- NES cover art
- Developer: Koei
- Publisher: Koei
- Composer: Yoko Kanno
- Series: Genghis Khan
- Platforms: MSX, NES, Amiga, MS-DOS
- Release: PC-98 JP: December 1987; MSX, X68000 JP: 1988; MS-DOS NA: 1989; NES JP: April 20, 1989; NA: January 1990; Amiga EU: 1990;
- Genre: Turn-based strategy
- Modes: Single-player, multiplayer

= Genghis Khan (video game) =

1987 video game

Genghis Khan, original full title Aoki Ōkami to Shiroki Mejika: Genghis Khan (蒼き狼と白き牝鹿・ジンギスカン), is a turn-based strategy game developed by Koei, originally released for the PC-98 in 1987, MSX and X68000 in 1988, MS-DOS and NES in 1990, and Amiga in 1990. It is the second game in the series, after a 1985 Aoki Ōkami to Shiroki Mejika for PC-88, PC-98 and MSX.

==Plot==
The game takes the player inside the virtual life of either Genghis Khan or one of his archrivals. The player must arrange marriages, father children, appoint family members to governmental positions, and fight in order to conquer the Old World. Armies must be drafted and soldiers must be trained if the player is to rule the lands from England to Japan.

==Gameplay==
The game has two different ways to play. The first is Mongol Conquest, which begins in the year 1175 AD, which is a one player mode. Players assume control of Lord Temujin and they must conquer the land by keeping their economy stable, having their army ready to fight, and by attacking other lands. The second is World Conquest, where the goal is to conquer every opposing country.
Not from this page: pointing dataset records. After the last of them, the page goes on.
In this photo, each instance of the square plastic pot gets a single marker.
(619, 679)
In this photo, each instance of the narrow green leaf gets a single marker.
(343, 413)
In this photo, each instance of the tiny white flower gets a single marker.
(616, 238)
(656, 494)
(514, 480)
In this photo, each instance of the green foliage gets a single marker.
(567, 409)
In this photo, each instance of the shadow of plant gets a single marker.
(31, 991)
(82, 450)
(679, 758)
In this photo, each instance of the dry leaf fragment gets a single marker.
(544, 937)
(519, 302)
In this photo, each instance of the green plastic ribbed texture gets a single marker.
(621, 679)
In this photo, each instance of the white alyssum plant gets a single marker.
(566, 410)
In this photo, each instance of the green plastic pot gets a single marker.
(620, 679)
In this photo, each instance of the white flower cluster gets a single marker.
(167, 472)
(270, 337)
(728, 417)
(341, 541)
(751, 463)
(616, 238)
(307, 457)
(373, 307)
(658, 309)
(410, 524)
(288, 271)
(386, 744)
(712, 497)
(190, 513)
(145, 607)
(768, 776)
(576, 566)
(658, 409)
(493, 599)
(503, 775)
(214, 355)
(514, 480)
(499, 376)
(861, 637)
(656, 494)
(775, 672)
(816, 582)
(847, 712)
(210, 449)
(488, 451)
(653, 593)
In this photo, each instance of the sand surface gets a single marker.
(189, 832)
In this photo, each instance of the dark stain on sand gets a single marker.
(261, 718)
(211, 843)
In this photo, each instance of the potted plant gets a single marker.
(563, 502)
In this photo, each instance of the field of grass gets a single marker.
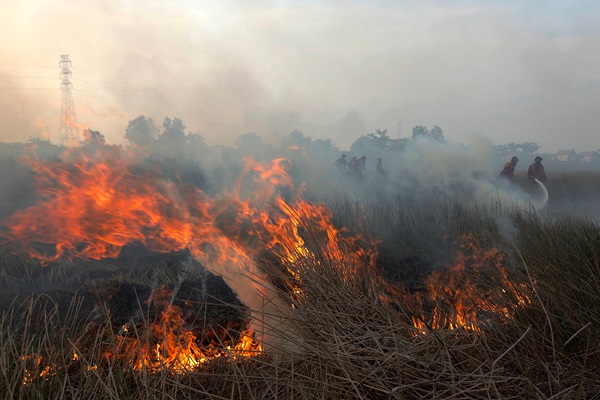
(533, 280)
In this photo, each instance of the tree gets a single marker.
(173, 132)
(93, 137)
(523, 149)
(141, 131)
(380, 139)
(420, 131)
(437, 133)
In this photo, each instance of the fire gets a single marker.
(454, 298)
(169, 345)
(93, 203)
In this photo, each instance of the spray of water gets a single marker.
(544, 198)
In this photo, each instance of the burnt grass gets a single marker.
(130, 290)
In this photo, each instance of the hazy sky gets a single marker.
(511, 71)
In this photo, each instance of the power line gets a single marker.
(69, 128)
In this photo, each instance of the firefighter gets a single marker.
(536, 171)
(380, 169)
(508, 172)
(341, 162)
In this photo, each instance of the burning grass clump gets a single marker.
(527, 302)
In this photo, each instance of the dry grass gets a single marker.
(350, 341)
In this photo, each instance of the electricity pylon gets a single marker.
(69, 128)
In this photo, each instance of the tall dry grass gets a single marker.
(352, 338)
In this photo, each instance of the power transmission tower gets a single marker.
(69, 128)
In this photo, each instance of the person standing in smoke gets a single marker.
(341, 162)
(361, 167)
(536, 171)
(508, 172)
(380, 169)
(352, 165)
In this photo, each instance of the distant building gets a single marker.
(589, 156)
(566, 155)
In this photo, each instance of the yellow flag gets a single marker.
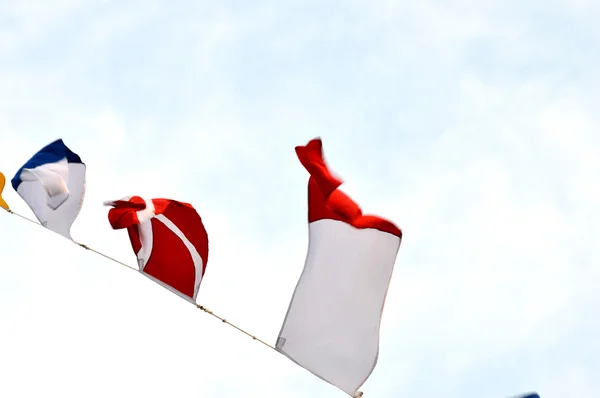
(2, 183)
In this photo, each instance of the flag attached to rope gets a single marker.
(52, 183)
(2, 184)
(169, 239)
(333, 320)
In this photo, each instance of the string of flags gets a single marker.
(346, 275)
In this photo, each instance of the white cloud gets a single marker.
(470, 125)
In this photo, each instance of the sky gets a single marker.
(472, 125)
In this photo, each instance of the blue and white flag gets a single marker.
(52, 183)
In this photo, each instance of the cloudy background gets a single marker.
(471, 124)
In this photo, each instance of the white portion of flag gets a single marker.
(332, 324)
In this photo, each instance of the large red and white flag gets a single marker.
(168, 238)
(333, 320)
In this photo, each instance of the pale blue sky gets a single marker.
(471, 124)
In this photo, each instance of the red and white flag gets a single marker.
(168, 238)
(333, 320)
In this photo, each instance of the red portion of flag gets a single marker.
(326, 201)
(168, 237)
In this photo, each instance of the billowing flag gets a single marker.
(52, 183)
(2, 184)
(168, 238)
(332, 324)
World Conquest, which begins in the year 1206 AD, is started by choosing the number of players and difficulty. It supports one to four players. Players must choose who they want to be; Genghis Khan (Mongols), Alexios III (Byzantine), Richard (England), or Yoritomo (Japan). Then each player must randomly select the stats of their leader and successors. The player must stop a random number to choose the certain stat. This is done until all stats are chosen for the certain character, but they can be redone. After everyone is ready to go, the game begins. The countries of Eurasia cycle through; when it goes through a country, it means they have used their turn. When it comes to a player's country, they get to make three choices. These choices include training the troops, buying a certain product/quantity from a merchant, drafting soldiers, sending a treaty, or going to war. Each act takes one choice away until the three choices are used; then the cycle continues. Once every country has used their turns, the season changes and the cycle goes through again, but in a different order. Seasons determine when the players must pay own troops, when the farmers harvest the crop, when food must be distributed, etc.

==Reception==
In 1989, Computer Gaming World called Genghis Khan "the toughest, most satisfying, and richest historical simulation yet!". In a 1990 survey of pre-20th-century wargames the magazine gave it four out of five stars, and in 1993 three stars. Orson Scott Card viewed it unfavorably, writing in Compute! that compared to Romance "the tedium is back" regarding gameplay, but another reviewer for the magazine stated that Genghis Khan is an "excellent" prerequisite to a real leadership experience because it forces the players to gauge own resources before making decisions. In 2008, Armağan Yavuz, the co-founder of Turkish developer TaleWorlds cited Koei's Genghis Khan as an influence on their Mount & Blade series.